The team used inverted microscopes to assess the morphological alterations in PCa cells following saffron treatment (4.0 mg/mL).
They performed Western blot analysis to evaluate the expression of epigenetic regulatory genes, including DNA methyltransferase 1 (DNMT1), methyl-CpG-binding domain protein 2 (MBD2), and DNMT3b, in saffron-treated LNCaP cells compared to controls.
Results
Saffron suppressed cell growth in androgen-sensitive PCa cells via apoptotic mechanisms. In saffron-treated PCa cells, DNA methyltransferases [euchromatic histone lysine methyltransferase 2 (EHMT2), catechol-O-methyltransferase (COMT), methylguanine-DNA methyltransferase (MGMT), and sirtuin deacetylase] were likewise significantly down-regulated.
Furthermore, saffron-treated prostate cancer cells showed a considerable time-dependent dysregulation of deoxyribonucleic acid repair intermediates (p53, WRN, RECQ5, WDR70, and MST1R).
Saffron decreased cell proliferation dose-dependently, with considerable suppression observed at a 4.0 mg/mL dosage compared to untreated control cells.
The therapy also altered other relevant genes [cluster of differentiation 44 (CD44), histone deacetylase 3 (HDAC3), cellular myelocytomatosis oncogene (c-Myc), nuclear factor kappa B (NF-kB), tumor necrosis factor (TNF), neuroblastoma RAS viral oncogene homolog (N-RAS), phosphatase and TENsin homolog deleted on chromosome 10 (PTEN), DNMT1, DNMT3b, MBD2, and AR] in PCa cells.
After a day of treatment, LNCaP cells showed morphological alterations, including a decrease in live cells. After two days of treatment, cytotoxic impacts were evident, with virtually all cells granulating, cell proliferation halted, and considerable cellular separation.
Saffron therapy reduced Bcl-2 expression while increasing IL-2 expression, indicating that the saffron treatment triggers cell death.

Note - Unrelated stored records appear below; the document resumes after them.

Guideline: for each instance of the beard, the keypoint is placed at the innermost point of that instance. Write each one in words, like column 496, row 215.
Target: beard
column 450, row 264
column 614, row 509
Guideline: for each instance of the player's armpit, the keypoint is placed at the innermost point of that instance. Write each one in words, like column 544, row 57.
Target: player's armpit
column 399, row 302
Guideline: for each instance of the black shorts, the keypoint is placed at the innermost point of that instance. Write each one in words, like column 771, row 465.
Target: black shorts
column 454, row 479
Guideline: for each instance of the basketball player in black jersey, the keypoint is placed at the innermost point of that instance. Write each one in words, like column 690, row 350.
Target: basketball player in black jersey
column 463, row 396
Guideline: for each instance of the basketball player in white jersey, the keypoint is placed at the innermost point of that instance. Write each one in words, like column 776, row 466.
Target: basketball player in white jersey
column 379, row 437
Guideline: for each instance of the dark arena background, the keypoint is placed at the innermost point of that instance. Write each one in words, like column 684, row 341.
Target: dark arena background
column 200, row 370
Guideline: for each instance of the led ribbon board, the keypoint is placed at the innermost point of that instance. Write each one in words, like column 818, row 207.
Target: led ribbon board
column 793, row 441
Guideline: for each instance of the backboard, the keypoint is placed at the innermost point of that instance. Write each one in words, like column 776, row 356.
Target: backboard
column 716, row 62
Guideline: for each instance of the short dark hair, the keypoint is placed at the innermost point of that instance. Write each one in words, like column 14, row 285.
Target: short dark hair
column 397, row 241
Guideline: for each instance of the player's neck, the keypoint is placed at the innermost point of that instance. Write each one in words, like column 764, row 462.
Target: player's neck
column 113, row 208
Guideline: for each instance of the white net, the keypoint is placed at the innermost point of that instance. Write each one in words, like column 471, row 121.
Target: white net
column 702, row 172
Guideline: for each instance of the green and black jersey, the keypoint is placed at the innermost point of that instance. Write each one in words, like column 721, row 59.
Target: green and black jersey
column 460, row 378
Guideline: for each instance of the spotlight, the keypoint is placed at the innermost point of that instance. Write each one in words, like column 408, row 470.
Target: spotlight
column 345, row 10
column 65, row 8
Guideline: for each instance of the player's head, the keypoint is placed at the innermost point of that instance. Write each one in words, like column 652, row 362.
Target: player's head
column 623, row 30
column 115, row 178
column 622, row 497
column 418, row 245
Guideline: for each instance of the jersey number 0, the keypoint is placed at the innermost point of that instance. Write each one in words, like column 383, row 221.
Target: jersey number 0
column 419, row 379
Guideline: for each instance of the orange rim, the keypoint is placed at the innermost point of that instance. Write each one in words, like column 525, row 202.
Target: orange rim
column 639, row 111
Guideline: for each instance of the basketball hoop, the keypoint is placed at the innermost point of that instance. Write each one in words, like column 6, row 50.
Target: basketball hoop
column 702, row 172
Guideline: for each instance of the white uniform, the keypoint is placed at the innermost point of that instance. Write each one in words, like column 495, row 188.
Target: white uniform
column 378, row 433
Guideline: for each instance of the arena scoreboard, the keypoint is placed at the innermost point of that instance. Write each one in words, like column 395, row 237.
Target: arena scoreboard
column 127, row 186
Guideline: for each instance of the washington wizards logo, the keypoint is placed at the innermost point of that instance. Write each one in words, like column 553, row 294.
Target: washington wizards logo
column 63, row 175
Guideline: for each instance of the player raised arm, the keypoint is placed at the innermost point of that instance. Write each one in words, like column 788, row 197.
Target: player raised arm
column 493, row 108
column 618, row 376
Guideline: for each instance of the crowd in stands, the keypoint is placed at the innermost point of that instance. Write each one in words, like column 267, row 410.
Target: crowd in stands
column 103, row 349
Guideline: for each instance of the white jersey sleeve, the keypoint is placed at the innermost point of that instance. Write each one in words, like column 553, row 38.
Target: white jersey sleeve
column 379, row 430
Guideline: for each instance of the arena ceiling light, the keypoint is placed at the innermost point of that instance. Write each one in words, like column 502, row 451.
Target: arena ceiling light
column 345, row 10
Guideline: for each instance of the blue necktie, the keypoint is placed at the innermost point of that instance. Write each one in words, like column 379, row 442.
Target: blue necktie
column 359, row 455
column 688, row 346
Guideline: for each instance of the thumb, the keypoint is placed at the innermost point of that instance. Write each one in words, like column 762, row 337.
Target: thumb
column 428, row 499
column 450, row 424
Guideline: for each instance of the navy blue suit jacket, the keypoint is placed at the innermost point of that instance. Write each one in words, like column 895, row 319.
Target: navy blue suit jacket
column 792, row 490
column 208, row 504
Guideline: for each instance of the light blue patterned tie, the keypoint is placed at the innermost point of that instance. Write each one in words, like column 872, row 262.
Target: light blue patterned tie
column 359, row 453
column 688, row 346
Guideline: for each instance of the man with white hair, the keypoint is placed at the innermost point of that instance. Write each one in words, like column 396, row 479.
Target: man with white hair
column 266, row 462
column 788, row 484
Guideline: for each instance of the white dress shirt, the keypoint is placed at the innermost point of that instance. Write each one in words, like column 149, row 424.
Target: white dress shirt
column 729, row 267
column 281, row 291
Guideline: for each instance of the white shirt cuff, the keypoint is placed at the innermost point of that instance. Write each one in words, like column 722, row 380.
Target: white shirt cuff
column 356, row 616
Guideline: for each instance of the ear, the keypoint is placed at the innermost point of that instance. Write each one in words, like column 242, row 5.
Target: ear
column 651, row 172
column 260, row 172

This rise in interleukin-2 levels may result from the stimulation of immunological response and enhanced generation of natural killer lymphocytes and macrophages, both associated with programmed cellular death, inflammatory response control, and anticancer activity.
Saffron inhibited the expression of EHMT2, MGMT, COMT, and the NAD-dependent sirtuin 1 (SIRT1) transcript.
In silico ribonucleic acid sequencing analysis of prostate adenocarcinoma research revealed that DNMT1, DNMT3B, and MBD2 were upregulated in tumors relative to disease-free samples, indicating a worldwide rise in deoxyribonucleic acid methylation.
Western blot densitometry data demonstrated a drop in MBD2, DNMT1, and DNMT3B in treated PCa cells compared to untreated cells, indicating a general reduction in deoxyribonucleic acid methylation.
Conclusion
Overall, the study findings demonstrated that saffron has strong antineoplastic properties in PCa cells, indicating its potential use alongside traditional treatments. It inhibited cell proliferation more effectively in androgen-sensitive PCa cells than in androgen-insensitive PCa cells.
Saffron's antiproliferative action on LNCaP cells may depend on AR levels, similar to vitamin D's chemopreventive effect. It reduced epigenetic enzyme expression and increased DNA repair gene expression, but after 48 hours, these genes fell drastically.